John Cowan — 2001-03-31 04:42:05

Right now, Joy primitive words are often polymorphic/generic/overloaded; for
example, "concat" applies equally to a pair of strings, sets, or lists.
However, although Joy *allows* the creation of user-level types, the
underlying type is almost always list, and so it is necessary to use a
Lisp/Scheme style of naming functions: a distinct name for each operation
on each type.

My proposal involves continuing to define such distinctly named functions,
but allowing them to be invoked by generic names. Thus, if we have
defined words foo-do, bar=do, and baz-do to "do something" to the user-level
types foo, bar, and baz, we can write a word "do" which will invoke foo-do,
bar-do, or baz-do based on whether the top stack item is a foo, a bar, or
a baz, and in such a way that "do" does not have to know about foo, bar, and
baz (and therefore continues to work even if zam-do is added to the system).
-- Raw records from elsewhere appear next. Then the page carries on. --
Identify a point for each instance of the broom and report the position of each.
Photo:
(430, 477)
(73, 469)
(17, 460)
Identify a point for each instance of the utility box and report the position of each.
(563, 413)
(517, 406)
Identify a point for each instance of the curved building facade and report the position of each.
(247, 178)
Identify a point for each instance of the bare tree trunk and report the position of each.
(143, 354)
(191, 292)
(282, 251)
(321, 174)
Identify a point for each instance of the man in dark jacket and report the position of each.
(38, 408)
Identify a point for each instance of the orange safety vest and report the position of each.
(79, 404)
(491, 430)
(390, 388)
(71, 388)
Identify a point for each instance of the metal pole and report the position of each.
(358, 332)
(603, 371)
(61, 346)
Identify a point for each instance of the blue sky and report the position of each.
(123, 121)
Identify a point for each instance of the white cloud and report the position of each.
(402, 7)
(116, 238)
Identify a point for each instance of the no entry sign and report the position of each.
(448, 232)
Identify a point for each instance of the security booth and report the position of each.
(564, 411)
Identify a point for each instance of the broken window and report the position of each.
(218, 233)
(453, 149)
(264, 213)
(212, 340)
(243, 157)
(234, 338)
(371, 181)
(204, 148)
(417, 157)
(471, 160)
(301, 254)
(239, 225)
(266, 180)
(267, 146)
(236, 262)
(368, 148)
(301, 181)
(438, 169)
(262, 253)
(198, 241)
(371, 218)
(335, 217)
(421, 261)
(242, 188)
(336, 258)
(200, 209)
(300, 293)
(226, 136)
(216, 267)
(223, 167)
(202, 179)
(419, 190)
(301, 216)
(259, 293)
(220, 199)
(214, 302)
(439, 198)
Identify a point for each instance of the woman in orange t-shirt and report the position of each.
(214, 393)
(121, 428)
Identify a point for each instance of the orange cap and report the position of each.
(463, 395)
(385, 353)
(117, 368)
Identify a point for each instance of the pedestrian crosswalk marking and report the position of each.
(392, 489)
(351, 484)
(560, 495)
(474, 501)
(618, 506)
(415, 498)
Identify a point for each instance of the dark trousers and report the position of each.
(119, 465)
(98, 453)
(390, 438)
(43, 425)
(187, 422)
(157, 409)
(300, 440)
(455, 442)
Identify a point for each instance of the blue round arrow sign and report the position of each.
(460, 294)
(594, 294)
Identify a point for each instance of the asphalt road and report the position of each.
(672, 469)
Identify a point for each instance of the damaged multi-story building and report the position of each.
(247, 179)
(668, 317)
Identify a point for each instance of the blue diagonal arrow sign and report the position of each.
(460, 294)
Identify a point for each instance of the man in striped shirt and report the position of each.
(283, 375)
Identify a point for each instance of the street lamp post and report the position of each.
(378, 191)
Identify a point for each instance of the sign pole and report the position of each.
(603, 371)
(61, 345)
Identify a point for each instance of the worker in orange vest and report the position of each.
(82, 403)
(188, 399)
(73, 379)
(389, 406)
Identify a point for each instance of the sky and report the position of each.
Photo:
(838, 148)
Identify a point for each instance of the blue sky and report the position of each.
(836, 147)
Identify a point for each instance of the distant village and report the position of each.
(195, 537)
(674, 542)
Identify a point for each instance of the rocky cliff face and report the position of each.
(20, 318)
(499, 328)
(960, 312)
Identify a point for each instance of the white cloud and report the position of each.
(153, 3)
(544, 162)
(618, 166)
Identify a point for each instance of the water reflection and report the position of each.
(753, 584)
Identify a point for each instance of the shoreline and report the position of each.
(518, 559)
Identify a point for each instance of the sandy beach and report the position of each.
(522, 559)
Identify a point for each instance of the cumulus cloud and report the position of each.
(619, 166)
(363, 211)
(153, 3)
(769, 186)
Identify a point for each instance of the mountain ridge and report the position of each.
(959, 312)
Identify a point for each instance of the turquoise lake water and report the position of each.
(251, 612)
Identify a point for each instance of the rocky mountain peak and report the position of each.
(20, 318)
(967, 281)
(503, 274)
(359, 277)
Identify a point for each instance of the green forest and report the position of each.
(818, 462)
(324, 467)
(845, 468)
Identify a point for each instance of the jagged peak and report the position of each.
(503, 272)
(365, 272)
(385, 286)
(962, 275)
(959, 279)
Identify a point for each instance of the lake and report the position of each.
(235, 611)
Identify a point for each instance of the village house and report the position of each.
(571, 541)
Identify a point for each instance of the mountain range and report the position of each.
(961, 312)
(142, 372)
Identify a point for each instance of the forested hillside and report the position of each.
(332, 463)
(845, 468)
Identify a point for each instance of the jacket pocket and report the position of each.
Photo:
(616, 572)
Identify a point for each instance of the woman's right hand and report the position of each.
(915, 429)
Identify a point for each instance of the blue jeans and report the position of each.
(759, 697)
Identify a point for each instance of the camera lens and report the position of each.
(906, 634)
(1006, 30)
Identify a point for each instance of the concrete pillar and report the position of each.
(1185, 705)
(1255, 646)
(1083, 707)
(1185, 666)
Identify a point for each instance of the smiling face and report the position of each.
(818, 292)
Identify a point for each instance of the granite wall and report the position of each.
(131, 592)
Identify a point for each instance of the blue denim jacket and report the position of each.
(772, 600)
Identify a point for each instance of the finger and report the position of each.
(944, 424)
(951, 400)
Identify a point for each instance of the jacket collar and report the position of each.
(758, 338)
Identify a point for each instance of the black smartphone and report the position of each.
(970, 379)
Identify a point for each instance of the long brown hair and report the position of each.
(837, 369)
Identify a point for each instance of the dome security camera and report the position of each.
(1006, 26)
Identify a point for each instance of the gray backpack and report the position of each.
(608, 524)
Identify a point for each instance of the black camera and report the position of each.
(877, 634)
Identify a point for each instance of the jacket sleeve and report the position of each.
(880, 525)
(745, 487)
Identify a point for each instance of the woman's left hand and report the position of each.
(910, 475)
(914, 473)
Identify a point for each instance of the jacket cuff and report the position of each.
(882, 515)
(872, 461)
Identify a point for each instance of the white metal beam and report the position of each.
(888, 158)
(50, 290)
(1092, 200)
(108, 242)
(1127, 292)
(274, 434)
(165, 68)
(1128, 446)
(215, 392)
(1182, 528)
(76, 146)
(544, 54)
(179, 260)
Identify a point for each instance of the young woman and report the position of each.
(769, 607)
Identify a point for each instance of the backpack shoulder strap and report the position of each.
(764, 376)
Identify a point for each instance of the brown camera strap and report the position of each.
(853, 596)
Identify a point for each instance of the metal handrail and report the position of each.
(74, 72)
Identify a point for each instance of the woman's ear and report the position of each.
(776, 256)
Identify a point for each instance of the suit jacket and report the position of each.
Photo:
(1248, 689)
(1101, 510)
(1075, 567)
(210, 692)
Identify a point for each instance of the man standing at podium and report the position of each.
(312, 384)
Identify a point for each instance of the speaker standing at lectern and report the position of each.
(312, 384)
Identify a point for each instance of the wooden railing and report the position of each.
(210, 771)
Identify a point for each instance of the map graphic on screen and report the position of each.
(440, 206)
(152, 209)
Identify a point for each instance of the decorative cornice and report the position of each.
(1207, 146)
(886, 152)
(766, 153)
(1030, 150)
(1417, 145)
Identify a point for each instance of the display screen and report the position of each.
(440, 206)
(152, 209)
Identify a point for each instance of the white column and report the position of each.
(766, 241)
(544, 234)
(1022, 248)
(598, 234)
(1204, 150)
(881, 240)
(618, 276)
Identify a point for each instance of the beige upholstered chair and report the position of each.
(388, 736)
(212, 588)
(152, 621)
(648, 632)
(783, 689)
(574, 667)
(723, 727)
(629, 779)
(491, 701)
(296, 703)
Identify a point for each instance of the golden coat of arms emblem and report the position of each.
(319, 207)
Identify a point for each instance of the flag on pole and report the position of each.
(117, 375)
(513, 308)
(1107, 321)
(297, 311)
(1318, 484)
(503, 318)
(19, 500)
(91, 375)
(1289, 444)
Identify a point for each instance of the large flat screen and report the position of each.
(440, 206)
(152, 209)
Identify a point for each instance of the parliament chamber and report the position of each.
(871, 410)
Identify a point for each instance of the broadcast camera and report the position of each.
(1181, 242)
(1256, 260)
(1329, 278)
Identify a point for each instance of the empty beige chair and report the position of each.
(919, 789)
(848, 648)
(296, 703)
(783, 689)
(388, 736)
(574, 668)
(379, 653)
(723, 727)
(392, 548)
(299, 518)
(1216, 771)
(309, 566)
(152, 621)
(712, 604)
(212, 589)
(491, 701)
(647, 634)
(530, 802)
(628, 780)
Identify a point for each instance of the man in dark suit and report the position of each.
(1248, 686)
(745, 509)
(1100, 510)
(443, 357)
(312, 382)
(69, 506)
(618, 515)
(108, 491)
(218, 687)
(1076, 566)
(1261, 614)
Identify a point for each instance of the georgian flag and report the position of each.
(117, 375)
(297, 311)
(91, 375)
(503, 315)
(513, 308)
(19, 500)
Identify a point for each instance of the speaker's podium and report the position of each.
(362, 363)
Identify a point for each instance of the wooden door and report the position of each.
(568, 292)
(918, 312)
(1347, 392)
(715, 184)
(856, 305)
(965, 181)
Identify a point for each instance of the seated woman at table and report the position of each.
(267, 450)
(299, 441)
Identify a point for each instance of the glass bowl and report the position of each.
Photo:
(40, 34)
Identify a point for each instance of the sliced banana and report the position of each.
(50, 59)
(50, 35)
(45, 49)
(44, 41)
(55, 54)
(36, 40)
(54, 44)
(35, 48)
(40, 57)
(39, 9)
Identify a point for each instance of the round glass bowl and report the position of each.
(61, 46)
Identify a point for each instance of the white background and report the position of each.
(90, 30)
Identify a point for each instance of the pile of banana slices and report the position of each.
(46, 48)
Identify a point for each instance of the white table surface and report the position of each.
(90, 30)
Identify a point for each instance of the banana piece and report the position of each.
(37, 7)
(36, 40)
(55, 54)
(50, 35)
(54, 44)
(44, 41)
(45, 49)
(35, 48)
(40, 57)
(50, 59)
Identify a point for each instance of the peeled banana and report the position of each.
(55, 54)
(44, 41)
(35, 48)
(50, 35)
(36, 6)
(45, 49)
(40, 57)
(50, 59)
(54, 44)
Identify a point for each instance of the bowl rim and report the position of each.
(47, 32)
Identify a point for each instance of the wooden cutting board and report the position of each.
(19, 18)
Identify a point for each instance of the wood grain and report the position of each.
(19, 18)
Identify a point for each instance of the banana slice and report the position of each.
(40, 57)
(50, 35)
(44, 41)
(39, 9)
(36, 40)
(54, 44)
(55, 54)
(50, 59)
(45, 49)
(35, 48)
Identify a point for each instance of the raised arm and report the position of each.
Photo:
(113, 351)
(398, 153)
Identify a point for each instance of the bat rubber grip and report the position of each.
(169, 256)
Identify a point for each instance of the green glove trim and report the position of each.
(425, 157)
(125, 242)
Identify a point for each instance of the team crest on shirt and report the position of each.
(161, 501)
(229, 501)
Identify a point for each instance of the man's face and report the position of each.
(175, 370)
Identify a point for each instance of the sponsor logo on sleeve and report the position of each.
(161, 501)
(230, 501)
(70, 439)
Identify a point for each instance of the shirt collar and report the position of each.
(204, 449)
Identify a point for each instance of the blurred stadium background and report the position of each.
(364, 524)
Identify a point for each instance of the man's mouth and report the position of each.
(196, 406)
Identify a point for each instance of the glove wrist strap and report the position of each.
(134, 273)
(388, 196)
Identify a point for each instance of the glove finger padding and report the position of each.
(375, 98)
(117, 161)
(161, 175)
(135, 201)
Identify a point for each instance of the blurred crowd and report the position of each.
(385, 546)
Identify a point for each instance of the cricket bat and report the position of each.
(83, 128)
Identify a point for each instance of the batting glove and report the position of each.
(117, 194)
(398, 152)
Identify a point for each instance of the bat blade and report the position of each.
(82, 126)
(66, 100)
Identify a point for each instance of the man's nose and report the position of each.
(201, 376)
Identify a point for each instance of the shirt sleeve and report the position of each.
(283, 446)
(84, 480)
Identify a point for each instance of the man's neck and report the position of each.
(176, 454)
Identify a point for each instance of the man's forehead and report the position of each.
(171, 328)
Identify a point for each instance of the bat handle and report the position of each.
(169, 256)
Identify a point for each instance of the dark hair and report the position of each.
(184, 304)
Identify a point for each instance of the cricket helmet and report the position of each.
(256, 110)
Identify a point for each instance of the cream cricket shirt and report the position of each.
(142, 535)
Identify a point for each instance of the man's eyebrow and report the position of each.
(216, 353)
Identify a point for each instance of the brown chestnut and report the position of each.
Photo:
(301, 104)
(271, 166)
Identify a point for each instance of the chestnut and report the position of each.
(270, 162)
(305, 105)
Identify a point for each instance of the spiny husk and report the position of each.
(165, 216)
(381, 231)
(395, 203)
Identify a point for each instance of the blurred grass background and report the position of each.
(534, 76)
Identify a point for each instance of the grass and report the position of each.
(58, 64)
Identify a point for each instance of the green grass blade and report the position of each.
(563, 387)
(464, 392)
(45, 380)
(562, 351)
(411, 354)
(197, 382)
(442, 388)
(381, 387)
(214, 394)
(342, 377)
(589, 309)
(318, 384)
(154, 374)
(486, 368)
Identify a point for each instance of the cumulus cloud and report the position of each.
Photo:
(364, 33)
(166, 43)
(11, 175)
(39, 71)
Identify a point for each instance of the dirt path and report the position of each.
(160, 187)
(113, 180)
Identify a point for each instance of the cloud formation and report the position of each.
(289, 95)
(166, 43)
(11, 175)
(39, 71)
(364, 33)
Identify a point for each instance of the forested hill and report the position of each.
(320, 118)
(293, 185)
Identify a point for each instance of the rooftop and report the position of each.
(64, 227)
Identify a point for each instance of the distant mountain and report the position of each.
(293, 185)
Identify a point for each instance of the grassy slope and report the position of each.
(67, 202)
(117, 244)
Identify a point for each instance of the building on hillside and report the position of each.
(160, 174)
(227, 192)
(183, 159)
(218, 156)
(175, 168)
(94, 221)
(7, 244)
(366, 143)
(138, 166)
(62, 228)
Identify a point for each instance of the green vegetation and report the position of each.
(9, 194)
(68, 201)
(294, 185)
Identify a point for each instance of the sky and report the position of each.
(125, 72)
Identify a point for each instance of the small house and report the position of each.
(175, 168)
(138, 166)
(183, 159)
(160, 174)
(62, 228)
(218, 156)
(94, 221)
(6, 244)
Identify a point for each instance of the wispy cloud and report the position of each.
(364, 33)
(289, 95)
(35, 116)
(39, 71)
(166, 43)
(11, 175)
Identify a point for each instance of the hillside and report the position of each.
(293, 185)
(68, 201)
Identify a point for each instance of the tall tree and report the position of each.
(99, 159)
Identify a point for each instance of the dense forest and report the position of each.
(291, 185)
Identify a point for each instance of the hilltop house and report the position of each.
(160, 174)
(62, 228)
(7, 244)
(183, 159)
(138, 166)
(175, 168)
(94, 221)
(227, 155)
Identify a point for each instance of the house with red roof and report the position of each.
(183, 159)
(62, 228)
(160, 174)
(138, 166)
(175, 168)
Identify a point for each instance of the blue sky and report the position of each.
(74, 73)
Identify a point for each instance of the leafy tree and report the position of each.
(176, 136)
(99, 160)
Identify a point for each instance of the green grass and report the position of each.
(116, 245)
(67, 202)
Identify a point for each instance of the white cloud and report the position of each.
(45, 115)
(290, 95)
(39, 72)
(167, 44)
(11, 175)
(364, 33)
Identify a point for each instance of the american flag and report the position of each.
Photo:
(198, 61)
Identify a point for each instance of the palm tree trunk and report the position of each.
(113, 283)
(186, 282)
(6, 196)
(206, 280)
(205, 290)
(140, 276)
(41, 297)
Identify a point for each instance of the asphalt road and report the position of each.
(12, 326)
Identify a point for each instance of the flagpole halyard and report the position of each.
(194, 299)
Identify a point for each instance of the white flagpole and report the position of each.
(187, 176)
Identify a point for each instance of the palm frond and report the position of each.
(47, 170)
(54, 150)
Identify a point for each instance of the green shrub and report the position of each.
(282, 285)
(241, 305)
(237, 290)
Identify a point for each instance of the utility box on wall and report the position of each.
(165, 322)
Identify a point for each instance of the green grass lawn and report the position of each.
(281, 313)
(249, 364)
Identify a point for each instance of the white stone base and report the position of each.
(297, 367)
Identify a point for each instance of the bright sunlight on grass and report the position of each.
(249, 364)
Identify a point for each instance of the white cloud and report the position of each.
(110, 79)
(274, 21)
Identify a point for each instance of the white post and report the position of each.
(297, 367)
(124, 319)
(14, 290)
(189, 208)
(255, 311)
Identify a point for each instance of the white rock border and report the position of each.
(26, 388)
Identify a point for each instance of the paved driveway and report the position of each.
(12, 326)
The mechanism for deciding which data are foos, bars, or bazzes is entirely
up to the programmer. Let us assume without loss of generality that
a foo is a list whose first member is the word foo, and likewise for
bars and bazzes. Then the predicate "type", defined as

DEFINE type == dup first unitlist.

will push the type of the top argument, wrapped in a unit list. Now we
are ready to introduce a novel combinator, which I will tentatively call
"dispatch".

"Dispatch" takes one quotation argument; however, the quotation is *not*
executed. Instead, the strings naming the words of which it consists
are concatenated in reverse order with "-" between them, and the symbol
table is searched for a defined function with that name. If it exists,
the stack is popped and it is executed. If no such definition exists,
the stack is unconsed and we try again. When the stack top is a null
list, "dispatch" signals an error.

Now we can define the generic/polymorphic function "do":

DEFINE do == type [do] swoncat dispatch.

What happens now when a user program invokes "do" with a foo on the stack?
When "dispatch" is executed, "[do foo]" is just above the foo object,
and the result is that the "foo-do" function is executed.

Suppose there is no "foo-do" function, and we want in that case to invoke
"baz-do" instead, because foos are a subtype of bazzes? In that case,
"do" is on the stack and the word "foo" is invoked. If its definition is

DEFINE foo == [baz] cons dispatch.

then "dispatch" will see a "[do baz]" on the stack and will execute baz-do.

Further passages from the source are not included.